Women Who Ruled 2020: Black Voters Matter Co-Founder LaTosha Brown

Today we salute the co-founder of Black Voters Matter, LaTosha Brown.

One of the Black female political organizers, who have been in our black communities empowering folks to vote. Due to the hard hitting groundwork, Georgia became a swing state in 2020 after not carrying a Democratic presidential candidate since 1992.

Alongside Cliff Albright, Brown is the co-founder of Black Voters Matter and together they’ve been traveling nationwide reminding folks that “We Got Power.” Brown understands that we hold the power for a better tomorrow and we need to be reminded of that.

“All of it really boils down to the organizing,” she says, “that’s the way that you win elections … organized power.”

Latosha Brown
(Photo by Getty Images/Getty Images for Supermajority)

According to WBUR.org,

Black Voters Matter was founded to organize on the ground and build up infrastructure for Black-led grassroots organizations.

For the past four years, the group has been working with dozens of organizations in every state and investing in local elections.

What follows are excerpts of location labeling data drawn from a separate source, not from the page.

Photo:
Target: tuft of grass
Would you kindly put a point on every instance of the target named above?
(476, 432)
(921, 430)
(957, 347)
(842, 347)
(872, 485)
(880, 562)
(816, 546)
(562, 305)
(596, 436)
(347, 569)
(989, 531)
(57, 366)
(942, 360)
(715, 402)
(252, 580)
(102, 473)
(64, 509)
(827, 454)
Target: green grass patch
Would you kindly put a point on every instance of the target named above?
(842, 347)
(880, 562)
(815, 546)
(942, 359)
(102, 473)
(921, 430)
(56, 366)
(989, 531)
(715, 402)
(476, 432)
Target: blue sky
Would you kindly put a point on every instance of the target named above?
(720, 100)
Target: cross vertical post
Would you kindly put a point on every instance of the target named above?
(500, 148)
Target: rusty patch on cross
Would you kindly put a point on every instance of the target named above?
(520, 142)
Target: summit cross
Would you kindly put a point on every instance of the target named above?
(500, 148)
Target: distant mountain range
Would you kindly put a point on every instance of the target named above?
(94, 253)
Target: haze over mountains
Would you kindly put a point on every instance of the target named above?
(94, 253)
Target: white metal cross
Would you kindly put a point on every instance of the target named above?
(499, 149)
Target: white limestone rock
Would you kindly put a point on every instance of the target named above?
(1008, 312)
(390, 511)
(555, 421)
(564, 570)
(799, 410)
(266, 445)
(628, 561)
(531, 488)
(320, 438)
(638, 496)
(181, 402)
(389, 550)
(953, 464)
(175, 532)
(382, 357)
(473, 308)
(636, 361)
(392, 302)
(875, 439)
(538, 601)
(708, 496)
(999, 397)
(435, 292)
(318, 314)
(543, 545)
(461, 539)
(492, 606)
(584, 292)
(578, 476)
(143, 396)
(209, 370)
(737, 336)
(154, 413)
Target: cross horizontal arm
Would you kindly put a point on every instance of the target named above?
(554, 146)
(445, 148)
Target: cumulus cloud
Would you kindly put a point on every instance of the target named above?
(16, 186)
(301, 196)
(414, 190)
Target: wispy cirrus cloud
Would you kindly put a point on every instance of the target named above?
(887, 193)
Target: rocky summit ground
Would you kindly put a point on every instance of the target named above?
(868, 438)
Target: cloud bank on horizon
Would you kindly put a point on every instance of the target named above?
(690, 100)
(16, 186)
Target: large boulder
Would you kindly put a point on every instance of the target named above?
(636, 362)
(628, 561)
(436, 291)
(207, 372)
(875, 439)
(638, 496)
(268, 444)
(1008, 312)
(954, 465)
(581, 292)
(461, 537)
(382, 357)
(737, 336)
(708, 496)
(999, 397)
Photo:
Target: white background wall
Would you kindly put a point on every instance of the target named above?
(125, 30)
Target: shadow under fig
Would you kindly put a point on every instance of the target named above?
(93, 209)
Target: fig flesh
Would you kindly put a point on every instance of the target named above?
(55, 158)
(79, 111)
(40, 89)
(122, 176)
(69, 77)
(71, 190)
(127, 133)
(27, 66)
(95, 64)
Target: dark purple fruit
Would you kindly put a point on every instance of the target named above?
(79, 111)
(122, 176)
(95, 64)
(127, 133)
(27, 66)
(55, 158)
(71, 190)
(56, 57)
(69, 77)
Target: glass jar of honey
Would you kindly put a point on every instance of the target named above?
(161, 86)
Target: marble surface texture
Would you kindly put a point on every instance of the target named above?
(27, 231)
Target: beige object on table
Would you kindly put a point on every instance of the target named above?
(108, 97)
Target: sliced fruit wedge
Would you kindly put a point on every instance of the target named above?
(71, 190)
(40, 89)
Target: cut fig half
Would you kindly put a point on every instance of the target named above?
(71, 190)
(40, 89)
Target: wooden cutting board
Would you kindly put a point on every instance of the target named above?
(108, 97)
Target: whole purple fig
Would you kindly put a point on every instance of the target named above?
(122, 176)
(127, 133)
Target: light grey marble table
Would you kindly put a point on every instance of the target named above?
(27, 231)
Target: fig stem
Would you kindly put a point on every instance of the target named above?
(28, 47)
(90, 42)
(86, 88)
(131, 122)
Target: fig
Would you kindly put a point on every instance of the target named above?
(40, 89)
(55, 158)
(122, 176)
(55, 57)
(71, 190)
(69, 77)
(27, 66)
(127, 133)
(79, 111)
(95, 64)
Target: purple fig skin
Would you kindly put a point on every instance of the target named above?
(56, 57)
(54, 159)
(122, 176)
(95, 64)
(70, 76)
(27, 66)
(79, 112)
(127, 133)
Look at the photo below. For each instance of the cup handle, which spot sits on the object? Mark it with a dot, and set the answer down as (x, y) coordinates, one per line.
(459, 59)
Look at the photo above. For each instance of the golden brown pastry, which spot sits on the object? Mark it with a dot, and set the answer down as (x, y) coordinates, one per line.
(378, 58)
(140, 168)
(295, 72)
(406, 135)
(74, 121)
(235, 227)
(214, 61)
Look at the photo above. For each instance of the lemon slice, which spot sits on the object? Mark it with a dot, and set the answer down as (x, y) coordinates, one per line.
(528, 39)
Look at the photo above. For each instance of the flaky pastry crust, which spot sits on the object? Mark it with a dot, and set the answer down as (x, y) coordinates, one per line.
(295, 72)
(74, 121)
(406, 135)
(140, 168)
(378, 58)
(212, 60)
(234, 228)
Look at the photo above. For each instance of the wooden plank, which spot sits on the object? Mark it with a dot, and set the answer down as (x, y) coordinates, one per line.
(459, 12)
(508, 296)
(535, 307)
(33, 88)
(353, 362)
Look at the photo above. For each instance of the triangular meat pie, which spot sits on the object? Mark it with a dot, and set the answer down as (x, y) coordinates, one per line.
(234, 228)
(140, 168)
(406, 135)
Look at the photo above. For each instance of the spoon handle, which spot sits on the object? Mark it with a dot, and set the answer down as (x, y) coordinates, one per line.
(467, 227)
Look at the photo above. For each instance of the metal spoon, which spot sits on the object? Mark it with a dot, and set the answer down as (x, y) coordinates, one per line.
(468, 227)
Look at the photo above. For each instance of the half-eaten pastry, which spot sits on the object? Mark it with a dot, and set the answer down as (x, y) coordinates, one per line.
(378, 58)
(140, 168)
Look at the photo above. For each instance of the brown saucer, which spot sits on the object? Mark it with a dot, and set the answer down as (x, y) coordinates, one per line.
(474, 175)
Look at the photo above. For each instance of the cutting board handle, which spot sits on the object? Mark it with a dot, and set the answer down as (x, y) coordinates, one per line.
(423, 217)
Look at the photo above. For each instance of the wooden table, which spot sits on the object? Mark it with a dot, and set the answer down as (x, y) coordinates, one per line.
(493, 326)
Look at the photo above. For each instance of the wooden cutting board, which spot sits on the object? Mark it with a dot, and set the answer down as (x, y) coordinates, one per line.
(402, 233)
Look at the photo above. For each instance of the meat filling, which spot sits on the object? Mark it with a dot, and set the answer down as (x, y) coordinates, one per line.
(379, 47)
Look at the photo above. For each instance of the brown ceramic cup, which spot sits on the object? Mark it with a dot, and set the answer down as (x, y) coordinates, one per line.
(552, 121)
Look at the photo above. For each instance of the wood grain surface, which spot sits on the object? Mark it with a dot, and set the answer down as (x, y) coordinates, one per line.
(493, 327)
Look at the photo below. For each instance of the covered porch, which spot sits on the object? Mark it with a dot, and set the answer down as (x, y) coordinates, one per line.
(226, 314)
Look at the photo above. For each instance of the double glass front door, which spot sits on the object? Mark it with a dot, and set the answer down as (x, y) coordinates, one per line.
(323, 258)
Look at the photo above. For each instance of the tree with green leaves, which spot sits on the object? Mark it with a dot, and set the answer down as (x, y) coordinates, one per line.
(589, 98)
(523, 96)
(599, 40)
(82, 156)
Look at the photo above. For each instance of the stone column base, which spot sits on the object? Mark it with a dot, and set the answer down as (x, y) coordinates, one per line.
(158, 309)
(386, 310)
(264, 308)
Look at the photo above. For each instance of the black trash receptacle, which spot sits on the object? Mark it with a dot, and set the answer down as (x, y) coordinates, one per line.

Biden’s success in Georgia comes back to grassroots groups with specific messaging, she says.

LaTosha Brown
(Photo by VALERIE MACON / AFP) (Photo credit should read VALERIE MACON/AFP via Getty Images)

Brown also adds:

“I think we had a message that we tailored to Black voters,” she says, “that instead of having a message that was rooted in fear, we had a message that said, ‘You have power, that you are powerful and that you have agency.’ ”

Black Voters Matter helped 600 Black-led groups by adopting a mobilization strategy that goes beyond voter registration.

“There are some changes that are happening in the South,” she says. “And those changes are driven by people, working-class folks, who are tired of being taken advantage of by the Republican Party.”